Now look at 2 Corinthians 10:4 and Ephesians 6:12: “For the weapons of our warfare are not of the flesh, but mighty before God …” and “For our wrestling is not against the principalities, against the powers, against the world rulers of this darkness.” When Jesus was arrested, Peter drew his sword and cut off the ear of the servant of the high priest. Jesus rebuked him saying, “Put up your sword into its sheath. They that live by the sword shall die by the sword” (Mt. 26:52). Jesus taught us “resist not him who is evil” (Mt. 5:39). God’s kingdom is not advanced nor defended by carnal weapons. How long will a kingdom of this world survive if it is not willing to defend itself? Christ’s kingdom is not of this world.
How many battles and wars have been fought over borders! We think of Russia and Ukraine and their continuing war over Crimea; of India and Pakistan and their longstanding contention over a disputed region; and just recently, India suffered 20 casualties in a conflict with China over a disputed region. Yet, Christ’s kingdom is not of the world and Jesus said, “The kingdom of God cometh not with observation: neither shall they say, Lo, here! Or, There! For lo, the kingdom of God is within you” (Lk. 17:20-21). There are no geographical boundaries that spell out the extent of God’s kingdom for His kingdom is spiritual, not physical. And the principles of that kingdom must rule and guide us.

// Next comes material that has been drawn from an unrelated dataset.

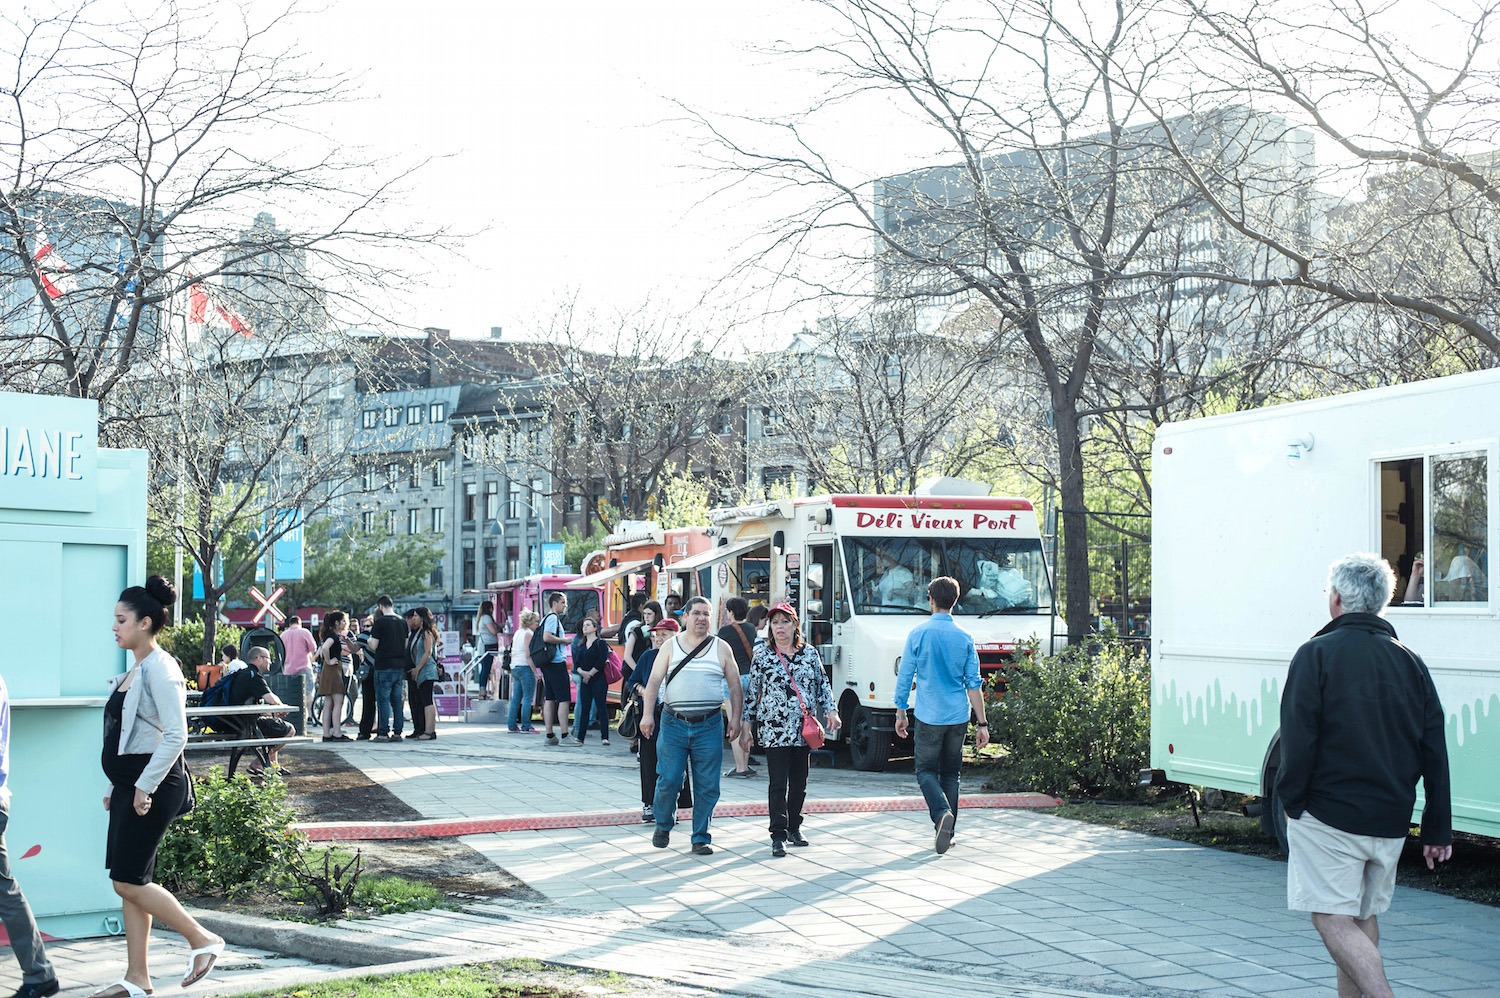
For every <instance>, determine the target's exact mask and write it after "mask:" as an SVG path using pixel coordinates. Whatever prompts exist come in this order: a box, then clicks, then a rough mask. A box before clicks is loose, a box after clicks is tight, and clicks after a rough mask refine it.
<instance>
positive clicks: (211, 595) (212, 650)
mask: <svg viewBox="0 0 1500 998" xmlns="http://www.w3.org/2000/svg"><path fill="white" fill-rule="evenodd" d="M207 576H208V573H207V572H205V573H204V584H202V660H204V662H208V663H213V662H217V660H219V654H217V651H214V647H213V645H214V638H217V635H219V596H220V593H219V591H217V590H211V588H208V581H207Z"/></svg>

Jesus told Nicodemus, “Except a man be born anew, he cannot see the kingdom of God” (Jn. 3:3). It is impossible to enter God’s kingdom through physical birth: it requires a spiritual birth for one to be part of it. Astonished Nicodemus said, “How can a man be born anew when he is old? Can he enter a second time into his mother’s womb and be born” (John 3:4)? Jesus said, “Verily, verily I say unto thee. Except one be born of the water and the Spirit, he cannot enter the kingdom of God” (Jn. 3:5). Physical birth will never put a person into God’s kingdom because God’s kingdom is spiritual and one must experience a spiritual birth to be in it.

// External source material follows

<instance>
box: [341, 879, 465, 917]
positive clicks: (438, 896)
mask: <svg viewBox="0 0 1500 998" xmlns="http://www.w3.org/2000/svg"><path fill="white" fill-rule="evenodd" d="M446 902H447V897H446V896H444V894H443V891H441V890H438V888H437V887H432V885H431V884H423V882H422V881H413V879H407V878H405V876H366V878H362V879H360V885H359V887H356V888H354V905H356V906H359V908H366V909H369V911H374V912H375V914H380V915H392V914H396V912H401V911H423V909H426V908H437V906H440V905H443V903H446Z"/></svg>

One of the most popular theories of professed believers in Christ today is the doctrine called “Premillennialism.” Millions apparently believe and teach this doctrine that involves a literal Armageddon with millions of combatants engaged in an actual, carnal conflict — a literal reign of Jesus on a literal throne for a literal thousand years, in a literal land (Israel), in a literal city (Jerusalem) which has a literal restored temple. Will man never learn? Jesus’ nation rejected Him because He was not the kind of Messiah they wanted and they rejected His kingdom for the same reason. Today multitudes would be insulted were one to suggest they were not true believers in Christ, yet they reject the kingdom He brought and want a physical kingdom just like all the kingdoms of the world. God’s kingdom is not of this world and those who know this truth appreciate and glory in that for they know while “all flesh is as grass and the glory thereof as the flower of the grass. The grass withereth and the flower falleth.” God made an eternal spirit to abide in man and it is for that spirit that God’s kingdom is prepared and of which it is. John adds that while those that were his own rejected Jesus “as many as received him, to them gave he the right to become children of God, even to them that believe on his name. Who were born, not of blood, nor of the will of the flesh, nor of the will of man, but of God” (John 1:12-13). As we study God’s kingdom, never forget the words of Jesus: “My kingdom is not of this world.”